Mary Harney is not contesting the next election. Noel Grealish is openly flirting with Fianna Fáil. Fiona O'Malley is somewhat politically detached and has had her prospects of regaining a Dáil seat further narrowed by the recent redrawing of constituencies. Party headquarters is overstretched and underfunded. The party's town, county and city councillors are exposed, facing local elections in just 15 months. A large number of Progressive Democrat local representatives have already made approaches to, or have been approached by, Fianna Fáil or Fine Gael (or both).

When party trustee Paul Mackay sent his recent "do or die" letter to the membership, he must have known its contents would end up in the media. Mackay's action made it almost inevitable that the Progressive Democrats' prospects for survival became a high-profile news story again.

Mackay's suggestion in the letter that the party could save itself by withdrawing from Government is naive. Moving across the chamber won't solve the party's problems.

If the party has no appetite for revival, then Mackay suggested it should begin an orderly wind-up. He suggested "the party's existence should be acknowledged and celebrated in a meaningful and appropriate fashion". Although neither he nor the party is ever likely to describe it as such, Mackay is effectively suggesting a living funeral.

Of course, many would gloat at the demise of the PDs, including their ideological opponents, media critics and even some in Fianna Fáil who still resent the frequent demands for a "head on a plate" in earlier years. These sentiments, however, should not prevent the Progressive Democrats from taking an opportunity before disbanding to thank its members and mark its achievements.

Many have good reason to be thankful for the life of the Progressive Democrats. Among these are motorists and small businesses that appreciate the party's work in tackling insurance costs; late-night revellers and Christmas shoppers grateful for the hoards of taxis now available for hire; and Dubliners breathing relatively fresh smoke-free air. Insurance reform, taxi deregulation, and the ban on smoky coal may have come to pass even if the Progressive Democrats never existed, but we can never be sure and there is every reason to believe they came about much sooner because of the decisions of Bobby Molloy and Mary Harney.
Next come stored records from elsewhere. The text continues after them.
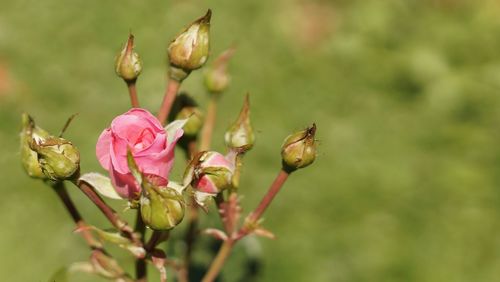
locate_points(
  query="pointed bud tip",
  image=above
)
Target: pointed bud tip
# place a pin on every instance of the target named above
(299, 149)
(207, 17)
(240, 136)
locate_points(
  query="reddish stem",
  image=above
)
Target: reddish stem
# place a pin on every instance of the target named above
(208, 126)
(110, 214)
(168, 100)
(268, 198)
(61, 191)
(140, 263)
(132, 91)
(227, 246)
(218, 262)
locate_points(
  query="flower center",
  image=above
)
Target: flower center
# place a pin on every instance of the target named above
(144, 140)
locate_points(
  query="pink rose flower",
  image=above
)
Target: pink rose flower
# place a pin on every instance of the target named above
(140, 131)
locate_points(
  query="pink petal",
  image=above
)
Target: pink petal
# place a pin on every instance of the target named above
(102, 149)
(205, 185)
(146, 115)
(125, 184)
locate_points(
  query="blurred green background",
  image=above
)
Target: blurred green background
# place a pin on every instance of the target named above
(405, 95)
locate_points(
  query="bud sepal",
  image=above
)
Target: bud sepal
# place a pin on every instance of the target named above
(299, 149)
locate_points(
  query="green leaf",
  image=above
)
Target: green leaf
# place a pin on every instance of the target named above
(172, 128)
(102, 184)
Similarly, the end to IRA involvement in criminality may have come over time, but were it not for Michael McDowell's presence in the Department of the Justice, then there is every risk Tony Blair and maybe even Bertie Ahern would have negotiated their way to the restoration of government in Northern Ireland without that essential prerequisite.

The Progressive Democrats can also justifiably claim some of the credit for Ireland's economic transformation, not least because they persuaded the political system generally of the logic of low rates of income tax.

The eulogies at such a living funeral would also no doubt identify Mary Harney's more recent achievements in the Department of Health as significant. It may not yet be apparent to many outside the party, but in time the significance of her work there will be more widely recognised. The completion of a contract with hospital consultants this week will bring that date closer. Ahern would have no difficulty with Mary Harney staying in Cabinet and in charge of the Department of Health as an Independent TD. Without a party to worry about, she could focus for the remaining period of her last term on the challenges which reforming the health services will continue to present.

Many small political groupings have appeared and disappeared. Those that have not been swallowed up in mergers or re-mergers with bigger parties have withered away, usually decimated at the polls, debt-ridden and riven with acrimony. That was the fate of Clann na Poblachta in the 1950s and of Aontacht Éireann in the 1970s.

The Progressive Democrats deserve better and should give themselves a more dignified send-off.